08 de julho de 2026
Ser

Tribo dos sem-namorado

Cristiane Goto
| Tempo de leitura: 3 min

O dia 12 de junho se aproxima e, como acontece todos os anos, uma onda romântica invade a cidade com outdoors e comerciais com cenas apaixonadas, jantares à luz de vela, presentes e cartões melosos. Data especial para os casais, ela também não passa em branco no calendário dos solteiros.

Em busca da cara-metade ou sofrendo pela pessoa amada, alguns se deprimem ou entram em um clima baixo-astral. Mas, para outra parcela dos sem-namorado, estar sozinho não é sinônimo de desespero ou sofrimento. Para eles, a melhor forma de “comemorar” o Dia dos Namorados é sair com os amigos, bater papo e dar boas risadas.

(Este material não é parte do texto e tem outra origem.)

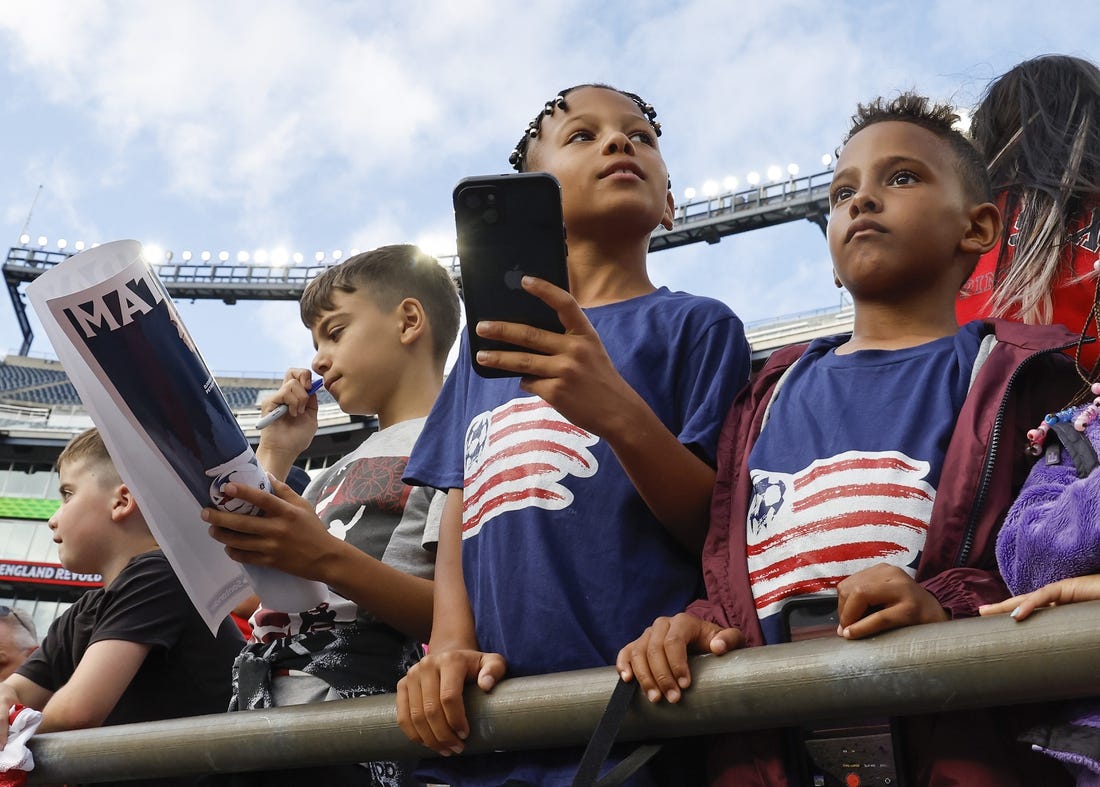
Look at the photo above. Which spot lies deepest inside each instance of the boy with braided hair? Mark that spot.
(592, 469)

É exatamente isso que a estudante Livia Maria Milaneze Pereira planeja fazer. Solteira há oito meses, ela conta que não se incomoda com isso. “É uma data importante, mas para mim vai ser tranqüilo. Não tenho que gastar com presentes”, brinca.

O estudante André Freitas Baptista, 17 anos, trabalha em uma floricultura e está acompanhando a “movimentação” dos namorados em busca de presentes para o dia 12. “Não tenho como esquecer da data”, diz ele, que está sozinho há seis meses.

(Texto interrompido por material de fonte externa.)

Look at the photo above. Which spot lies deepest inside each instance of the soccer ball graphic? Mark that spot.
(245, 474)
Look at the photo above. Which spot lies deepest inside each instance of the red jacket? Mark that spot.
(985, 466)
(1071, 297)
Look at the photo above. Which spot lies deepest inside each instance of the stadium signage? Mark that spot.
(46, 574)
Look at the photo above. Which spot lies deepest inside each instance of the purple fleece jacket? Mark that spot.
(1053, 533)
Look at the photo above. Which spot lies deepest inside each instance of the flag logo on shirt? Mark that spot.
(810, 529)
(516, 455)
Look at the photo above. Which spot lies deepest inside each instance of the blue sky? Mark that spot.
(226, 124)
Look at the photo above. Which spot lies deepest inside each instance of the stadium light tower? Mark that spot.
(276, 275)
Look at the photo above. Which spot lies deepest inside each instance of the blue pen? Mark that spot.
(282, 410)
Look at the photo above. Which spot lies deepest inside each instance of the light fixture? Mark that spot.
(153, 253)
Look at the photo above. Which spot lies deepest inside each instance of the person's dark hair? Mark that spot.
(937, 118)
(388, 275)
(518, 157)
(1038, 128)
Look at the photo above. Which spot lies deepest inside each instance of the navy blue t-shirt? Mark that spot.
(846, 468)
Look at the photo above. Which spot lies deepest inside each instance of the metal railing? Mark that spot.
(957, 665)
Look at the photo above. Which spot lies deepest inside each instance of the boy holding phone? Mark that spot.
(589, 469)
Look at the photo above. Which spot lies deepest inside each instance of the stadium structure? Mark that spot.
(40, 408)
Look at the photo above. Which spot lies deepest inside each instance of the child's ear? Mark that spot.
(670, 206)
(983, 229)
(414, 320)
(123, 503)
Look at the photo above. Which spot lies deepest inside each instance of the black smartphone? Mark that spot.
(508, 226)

Segundo Baptista, além de não gastar dinheiro com presentes para a namorada, a vantagem de ser solteiro é ter tempo de sobra para se divertir com os amigos. “Na turma, a maioria é solteira e no Dia dos Namorados provavelmente vamos sair, ir a algum barzinho.”

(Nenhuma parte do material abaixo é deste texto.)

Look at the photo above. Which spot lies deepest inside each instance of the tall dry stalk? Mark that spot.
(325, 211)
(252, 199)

Se divertir com amigos é um dos programas preferidos da estudante Giovanna Ferreira, 18 anos. E no Dia dos Namorados sua rotina não será diferente. Ela conta que após a aula sua turma costuma se reunir em barzinhos próximos à faculdade. “Na segunda-feira também vamos nos divertir e dar risadas. Não tem como ficar depressivo.”

Solteira por opção, Ferreira diz que não planejar namorar, pelo menos agora. “Posso sair com amigos sem ninguém pegando no meu pé. Não pretendo casar tão cedo e quero seguir minha vida dessa forma”, diz ela, que trabalha na cobertura de festas para um site de Bauru.

Embora não se sinta incomodada com o Dia dos Namorados, a estudante Gisele*, 20 anos, sente a necessidade de compartilhar sua vida com outra pessoa. “É lógico que eu gostaria de ter e estar com alguém, mas isso não significa que o fato de estar solteira é ruim”, diz.

Gisele ressalta que isso não se relaciona apenas ao dia 12 ou ao mês de junho. “Outras situações podem me deixar mais carente do que o próprio dia. Estudo em Bauru, mas moro em outra cidade e, às vezes, quando estou sozinha em casa ou não tenho ninguém para conversar, bate uma carência e a vontade de ter alguém perto.”

O dia 12 de junho parece incomodar mais os solteiros em situações que envolvam muitos anos de relacionamento ou recente término de namoro. O estudante Fabrício Castiglione, 22 anos, sabe o que é isso. Ele está só há menos de um mês, depois de quatro anos comemorando o Dia dos Namorados. “Estou solteiro há pouco tempo e sofrendo muito. Estava até me preparado para comprar um presente”, conta. “Ando nas ruas ou vou ao shopping e só vejo casais, onde eu vou o que mais aparecem são casais”, diz.

Isso também incomoda a estudante Allini Luciano Curuci, 25 anos. Ela namorou durante oito anos e há poucos meses está solteira. “Não gosto nem de ver outdors nas ruas ou casais se beijando. Na verdade dou risada para não chorar”, diz.

Para não sucumbir ao Dia dos Namorados, Curuci e Castiglione contam com o apoio dos amigos. “No fim de semana e no dia 12 não vou ficar em casa. Vou sair com amigas, tomar uma cervejinha e fazer amizades”, planeja ela. Castiglione pensa em viajar, ir à festas e se divertir na companhia de amigos.

Assistir filmes, organizar churrascos ou reuniões com uma turma de amigos solteiros também são táticas para quem vai passar o Dia dos Namorados desacompanhado. Festas e viagens direcionadas a esse público também estão em alta, principalmente nas Capitais.